Kayne Griffin Corcoran is pleased to present Easy Journey to Other Planets, an exhibition of new works by Rosha Yaghmai and her first with the gallery.
This group of new sculptures stems from Yaghmai’s ongoing experimentation with materials, in this instance incorporating ‘elemental’ substances—each found in its natural state on our planet and those beyond—such as graphite, iron, aluminum, neon, copper, nickel, bentonite clay, and mineral pigments. In Easy Journey to Other Planets the result could be described as a silent scene in faux outer space; an expedition through Yaghmai’s manipulation of form, motif, and material.

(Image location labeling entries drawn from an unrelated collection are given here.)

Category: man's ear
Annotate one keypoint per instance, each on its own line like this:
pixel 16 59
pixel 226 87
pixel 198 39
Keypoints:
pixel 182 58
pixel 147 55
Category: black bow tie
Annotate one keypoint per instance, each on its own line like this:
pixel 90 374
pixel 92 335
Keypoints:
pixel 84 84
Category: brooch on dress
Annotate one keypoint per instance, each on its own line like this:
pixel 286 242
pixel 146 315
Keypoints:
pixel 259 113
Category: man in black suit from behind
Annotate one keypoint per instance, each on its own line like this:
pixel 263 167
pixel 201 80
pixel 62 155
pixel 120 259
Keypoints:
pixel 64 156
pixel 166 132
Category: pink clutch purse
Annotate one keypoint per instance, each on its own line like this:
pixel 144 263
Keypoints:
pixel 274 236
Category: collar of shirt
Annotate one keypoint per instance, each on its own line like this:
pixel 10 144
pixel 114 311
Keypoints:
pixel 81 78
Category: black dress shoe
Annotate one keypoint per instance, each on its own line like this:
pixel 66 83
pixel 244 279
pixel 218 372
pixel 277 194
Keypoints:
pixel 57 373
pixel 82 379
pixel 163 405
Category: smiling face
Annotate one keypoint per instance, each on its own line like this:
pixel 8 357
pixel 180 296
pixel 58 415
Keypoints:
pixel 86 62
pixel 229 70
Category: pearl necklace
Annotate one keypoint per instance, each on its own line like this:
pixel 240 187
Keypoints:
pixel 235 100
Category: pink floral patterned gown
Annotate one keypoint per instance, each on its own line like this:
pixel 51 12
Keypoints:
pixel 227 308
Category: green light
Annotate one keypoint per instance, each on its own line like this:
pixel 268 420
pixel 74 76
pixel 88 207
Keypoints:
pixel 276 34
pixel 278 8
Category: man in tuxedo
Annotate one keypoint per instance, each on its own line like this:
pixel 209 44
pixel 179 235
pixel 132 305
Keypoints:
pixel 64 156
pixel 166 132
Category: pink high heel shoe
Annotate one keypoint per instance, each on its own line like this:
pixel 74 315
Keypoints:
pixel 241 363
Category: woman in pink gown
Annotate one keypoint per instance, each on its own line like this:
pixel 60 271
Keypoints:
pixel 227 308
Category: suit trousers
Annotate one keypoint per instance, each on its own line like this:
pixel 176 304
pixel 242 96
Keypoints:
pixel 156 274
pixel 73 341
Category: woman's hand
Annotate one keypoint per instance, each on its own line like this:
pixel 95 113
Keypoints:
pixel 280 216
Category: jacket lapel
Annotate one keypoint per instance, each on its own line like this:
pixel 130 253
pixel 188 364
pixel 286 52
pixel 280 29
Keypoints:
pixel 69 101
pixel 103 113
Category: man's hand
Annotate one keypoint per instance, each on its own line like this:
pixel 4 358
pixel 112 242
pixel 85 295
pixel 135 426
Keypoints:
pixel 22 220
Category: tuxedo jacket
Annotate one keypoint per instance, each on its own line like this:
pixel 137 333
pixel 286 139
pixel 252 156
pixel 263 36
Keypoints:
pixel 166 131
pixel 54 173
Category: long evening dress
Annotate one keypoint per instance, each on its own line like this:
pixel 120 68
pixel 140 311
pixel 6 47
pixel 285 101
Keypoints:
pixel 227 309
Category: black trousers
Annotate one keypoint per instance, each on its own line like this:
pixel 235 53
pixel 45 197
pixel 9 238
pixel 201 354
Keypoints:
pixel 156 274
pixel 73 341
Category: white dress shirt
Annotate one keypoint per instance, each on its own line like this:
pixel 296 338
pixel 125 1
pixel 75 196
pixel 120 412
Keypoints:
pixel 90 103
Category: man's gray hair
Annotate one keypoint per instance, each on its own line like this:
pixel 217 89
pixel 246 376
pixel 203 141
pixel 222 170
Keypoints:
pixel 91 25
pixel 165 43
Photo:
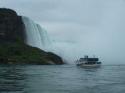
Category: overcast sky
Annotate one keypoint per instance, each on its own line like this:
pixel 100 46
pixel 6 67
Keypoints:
pixel 81 26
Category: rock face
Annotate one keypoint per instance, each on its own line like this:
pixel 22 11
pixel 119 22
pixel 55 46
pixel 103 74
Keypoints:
pixel 12 47
pixel 11 26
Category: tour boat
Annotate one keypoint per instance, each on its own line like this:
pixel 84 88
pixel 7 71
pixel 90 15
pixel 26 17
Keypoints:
pixel 88 62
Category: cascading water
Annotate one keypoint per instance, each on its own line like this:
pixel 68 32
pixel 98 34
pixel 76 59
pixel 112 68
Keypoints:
pixel 38 37
pixel 35 35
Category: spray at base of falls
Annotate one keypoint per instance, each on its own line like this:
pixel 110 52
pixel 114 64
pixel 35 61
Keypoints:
pixel 36 36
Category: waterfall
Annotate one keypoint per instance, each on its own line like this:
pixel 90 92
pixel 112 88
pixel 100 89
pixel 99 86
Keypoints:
pixel 38 37
pixel 35 35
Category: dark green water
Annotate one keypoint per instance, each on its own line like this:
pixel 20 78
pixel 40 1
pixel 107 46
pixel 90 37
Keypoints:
pixel 61 79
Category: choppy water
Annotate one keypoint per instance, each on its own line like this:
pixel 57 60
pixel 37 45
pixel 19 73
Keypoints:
pixel 61 79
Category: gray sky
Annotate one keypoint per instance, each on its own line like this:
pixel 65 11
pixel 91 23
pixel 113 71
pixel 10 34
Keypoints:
pixel 80 26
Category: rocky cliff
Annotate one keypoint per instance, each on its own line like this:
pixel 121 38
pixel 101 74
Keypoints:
pixel 12 47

While drawing references to the tradition of West Coast conceptualism, Yaghmai’s vernacular also recalls the layered and crumbling façades of Los Angeles—from fringe mysticism to psychedelic drugs, yard sales to DIY architecture, led by the likes of dropouts, tinkerers, and cult leaders. A hand-sewn ‘umbrella’ made from space blankets wilts above a heavily rusted pool chair, propped into place by the weight of a sand bag. Nearby, a collection of neon ‘tools’ hangs from a rod in the wall, their glow shining like the artificial sunlight of a solarium. Across the floor lay scattered resin forms resembling moon rocks, their textured skins cast from the landscapes of Topanga Canyon and Vasquez Rocks. For each, Yaghmai colored the surface using ‘Mayan’ pigments to mimic the jagged flatness of satellite photography. Against the walls, Yaghmai’s Gates repeat the patterned doorway to the Griffith Observatory, an entrance for accessing unseen depths into space. Hung as reliefs flush to the wall they stand as portals to another dimension. Both the textures and concrete motifs of these works tend to function as stand-ins for something greater, drafting the ‘real’ as a malleable quotation. They relay a distance both pressing urgently against the Earth and suspended high in the atmosphere.

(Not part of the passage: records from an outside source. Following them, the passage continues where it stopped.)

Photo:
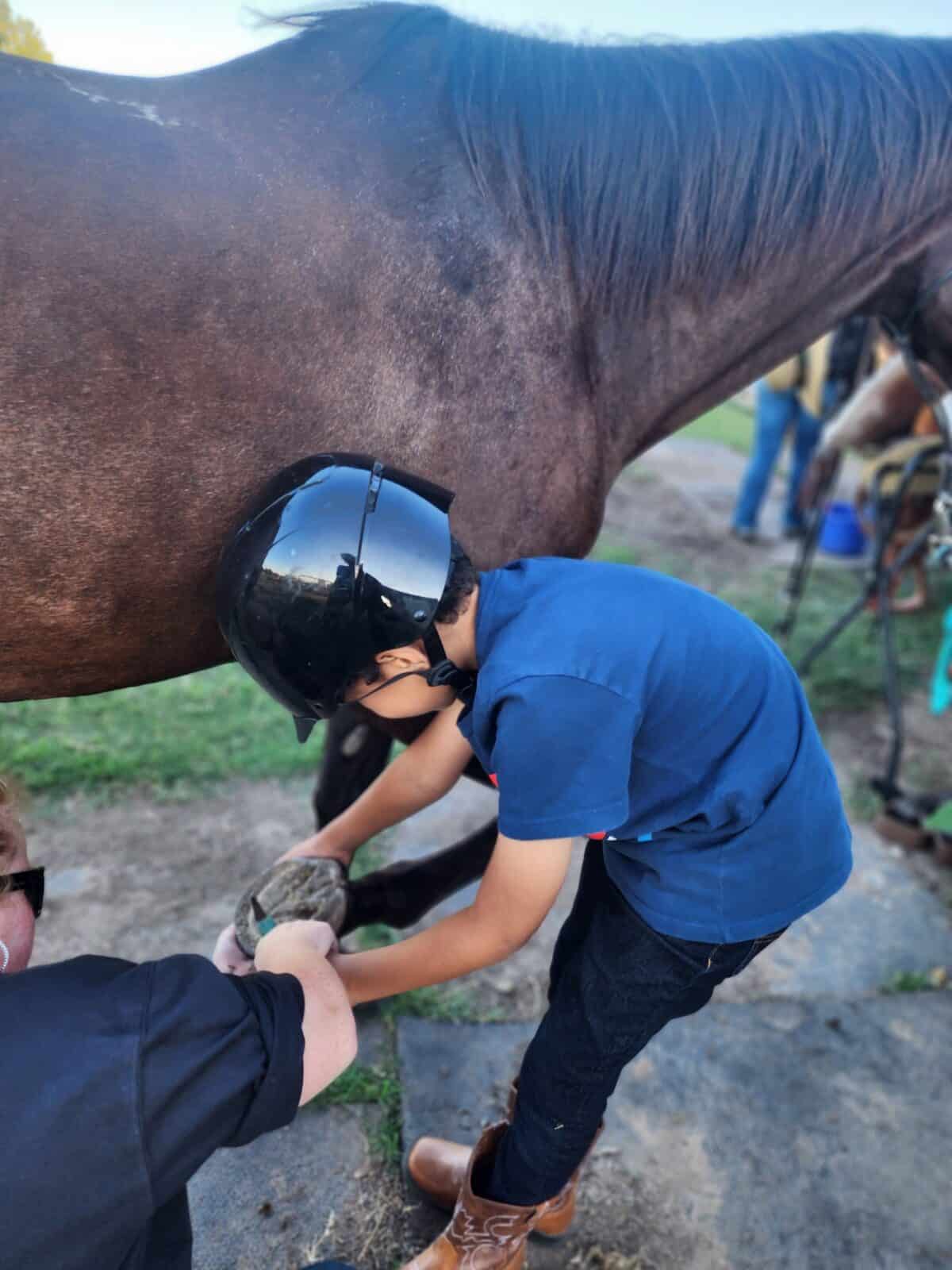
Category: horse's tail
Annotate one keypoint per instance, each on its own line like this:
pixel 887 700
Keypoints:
pixel 13 836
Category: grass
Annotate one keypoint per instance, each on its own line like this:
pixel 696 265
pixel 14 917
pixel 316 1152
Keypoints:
pixel 914 981
pixel 729 425
pixel 378 1086
pixel 848 676
pixel 186 732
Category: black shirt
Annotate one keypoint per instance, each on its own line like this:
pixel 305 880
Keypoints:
pixel 117 1083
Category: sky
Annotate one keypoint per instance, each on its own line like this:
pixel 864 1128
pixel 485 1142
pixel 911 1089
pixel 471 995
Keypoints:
pixel 167 37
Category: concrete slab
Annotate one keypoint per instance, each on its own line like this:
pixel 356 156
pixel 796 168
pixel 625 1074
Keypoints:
pixel 782 1134
pixel 270 1204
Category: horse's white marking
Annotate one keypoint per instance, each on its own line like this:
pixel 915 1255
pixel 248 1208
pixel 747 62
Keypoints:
pixel 143 108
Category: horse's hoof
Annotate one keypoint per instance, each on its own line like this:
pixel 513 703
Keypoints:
pixel 306 888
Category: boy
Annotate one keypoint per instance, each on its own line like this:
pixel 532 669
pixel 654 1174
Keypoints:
pixel 606 702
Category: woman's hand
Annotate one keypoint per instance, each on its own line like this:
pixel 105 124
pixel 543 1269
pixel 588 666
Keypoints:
pixel 228 956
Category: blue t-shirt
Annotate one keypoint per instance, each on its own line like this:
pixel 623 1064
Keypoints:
pixel 619 702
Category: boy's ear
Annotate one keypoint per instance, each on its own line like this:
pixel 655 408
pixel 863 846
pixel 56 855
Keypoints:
pixel 408 656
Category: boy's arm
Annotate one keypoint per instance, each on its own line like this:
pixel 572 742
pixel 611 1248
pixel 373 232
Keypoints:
pixel 330 1035
pixel 422 775
pixel 518 889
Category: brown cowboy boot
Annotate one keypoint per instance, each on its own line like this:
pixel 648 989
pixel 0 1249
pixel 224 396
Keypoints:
pixel 482 1235
pixel 440 1168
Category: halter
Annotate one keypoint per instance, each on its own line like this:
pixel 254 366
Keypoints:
pixel 941 540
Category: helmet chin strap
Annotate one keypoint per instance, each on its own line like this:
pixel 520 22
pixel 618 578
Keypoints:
pixel 442 672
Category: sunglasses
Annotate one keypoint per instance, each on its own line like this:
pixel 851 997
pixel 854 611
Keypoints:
pixel 32 883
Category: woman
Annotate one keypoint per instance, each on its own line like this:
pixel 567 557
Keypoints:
pixel 121 1080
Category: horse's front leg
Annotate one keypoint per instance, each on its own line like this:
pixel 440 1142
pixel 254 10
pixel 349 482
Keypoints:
pixel 400 895
pixel 355 755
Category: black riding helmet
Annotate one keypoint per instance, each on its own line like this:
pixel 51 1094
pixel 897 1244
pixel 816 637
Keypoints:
pixel 340 558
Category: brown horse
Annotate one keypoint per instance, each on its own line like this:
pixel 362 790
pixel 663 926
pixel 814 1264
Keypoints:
pixel 505 264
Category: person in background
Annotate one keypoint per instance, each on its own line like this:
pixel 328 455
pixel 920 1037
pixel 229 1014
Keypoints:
pixel 889 422
pixel 121 1080
pixel 797 398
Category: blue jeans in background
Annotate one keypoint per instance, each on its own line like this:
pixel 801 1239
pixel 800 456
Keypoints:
pixel 776 414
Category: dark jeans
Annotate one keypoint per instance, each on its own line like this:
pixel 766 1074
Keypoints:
pixel 615 983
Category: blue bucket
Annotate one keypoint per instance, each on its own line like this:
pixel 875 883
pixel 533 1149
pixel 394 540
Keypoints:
pixel 842 533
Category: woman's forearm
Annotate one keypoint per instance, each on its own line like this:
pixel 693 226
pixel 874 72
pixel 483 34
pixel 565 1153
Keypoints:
pixel 454 946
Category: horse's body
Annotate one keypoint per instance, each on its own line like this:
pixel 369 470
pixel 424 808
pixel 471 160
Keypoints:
pixel 505 264
pixel 207 276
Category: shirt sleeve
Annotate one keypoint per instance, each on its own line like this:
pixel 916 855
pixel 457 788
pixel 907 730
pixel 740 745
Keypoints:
pixel 562 757
pixel 221 1062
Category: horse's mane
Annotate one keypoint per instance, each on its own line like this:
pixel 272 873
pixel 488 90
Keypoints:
pixel 651 165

Yaghmai’s sculptures stand like moments of odd pause within a larger sequence of unknown events. Suggesting an arrested action in time and space, the works reflect Yaghmai’s conceptualization of sculpture as essentially depicting stilled movement or a frozen narrative. In Easy Journey to other planets each sculpture insinuates the slumping effects of gravity upon both the objects themselves and the beings that might come into contact with them. Indeed, throughout the exhibition are repeated hints at the reclining figure—a lounging chair, a semi-transparent awning sculpture, or a gateway to the stars imply the body in a tilted position, facing forever upward.
Rosha Yaghmai graduated an MFA at CalArts in 2007, and was a Terra Foundation Fellow in 2009. In 2015 she will be the subject of an exhibition at LAX><Art in Los Angeles. Her work has been exhibited at spaces including Los Angeles Contemporary Exhibitions (LACE); Estacion Tijuana, Mexico; Riverside Art Museum, Los Angeles; Transmission Gallery, Glasgow; Public Fiction, Los Angeles; and GBK, Sydney. Yaghmai lives and works in Los Angeles.